VAGINAL PREP: VAGINAL CLEANSING BEFORE CESAREAN DELIVERY TO REDUCE INFECTION: A RANDOMIZED TRIAL

PI: Lorene Temming, MD • CRNC: Shannon Martin, RN, BSN • RC: Courtney Olson

A randomized trial to compare the standard-of-care preoperative abdominal cleansing to abdominal cleansing plus vaginal cleansing with povidone-iodine solution prior to cesarean delivery of women in labor. To attempt to provide this Level 1 evidence by performing a clinical trial to test the central hypothesis that vaginal cleansing with povidone-iodine solution immediately prior to cesarean delivery reduces postcesarean infectious morbidity.

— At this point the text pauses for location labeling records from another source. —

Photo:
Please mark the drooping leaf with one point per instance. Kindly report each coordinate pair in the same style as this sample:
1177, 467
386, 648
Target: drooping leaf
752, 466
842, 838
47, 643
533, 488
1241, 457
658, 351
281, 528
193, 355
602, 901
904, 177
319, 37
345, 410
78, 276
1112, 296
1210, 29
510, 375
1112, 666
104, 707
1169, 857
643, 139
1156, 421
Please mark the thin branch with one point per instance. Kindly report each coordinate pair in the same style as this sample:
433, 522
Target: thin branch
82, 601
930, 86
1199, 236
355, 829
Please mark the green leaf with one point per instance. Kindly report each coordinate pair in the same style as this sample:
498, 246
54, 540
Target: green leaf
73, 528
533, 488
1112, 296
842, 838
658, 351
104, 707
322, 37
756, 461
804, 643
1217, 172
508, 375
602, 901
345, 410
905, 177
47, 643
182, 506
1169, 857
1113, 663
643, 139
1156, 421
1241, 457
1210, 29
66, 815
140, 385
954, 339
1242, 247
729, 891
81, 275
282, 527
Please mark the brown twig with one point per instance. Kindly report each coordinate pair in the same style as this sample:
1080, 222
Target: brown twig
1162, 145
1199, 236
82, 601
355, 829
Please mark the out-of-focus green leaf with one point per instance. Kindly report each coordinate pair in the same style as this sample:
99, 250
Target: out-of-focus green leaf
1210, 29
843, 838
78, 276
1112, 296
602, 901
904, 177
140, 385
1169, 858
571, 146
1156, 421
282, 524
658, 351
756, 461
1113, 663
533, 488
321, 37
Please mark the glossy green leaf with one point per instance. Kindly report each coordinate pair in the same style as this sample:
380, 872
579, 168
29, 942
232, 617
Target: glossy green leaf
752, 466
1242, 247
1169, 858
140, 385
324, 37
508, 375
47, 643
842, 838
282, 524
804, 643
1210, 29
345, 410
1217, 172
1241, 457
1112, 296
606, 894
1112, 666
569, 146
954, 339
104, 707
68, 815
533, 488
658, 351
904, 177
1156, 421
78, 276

WIHSC: WOMEN AND INFANT'S HEALTH SPECIMEN CONSORTIUM

PI: Ann Gronowski, PhD; Kelle Moley, MD; • RC: Christine Kramer, Michele Landeau, and Dina Kaissi

The study aim is to create a structure to facilitate the collection of patient specimens for women and infant's health research. The bank will provide specimen collection, specimen storage and processing, as well as the maintenance of a comprehensive database of outcomes data. Recruitment will occur at Washington University Reproductive Endocrinology and Infertility Center, the Center for Advanced Medicine, Barnes Jewish Women’s Health Clinic and Labor and Delivery. Approximately 2800 women and 1022 infants will be enrolled.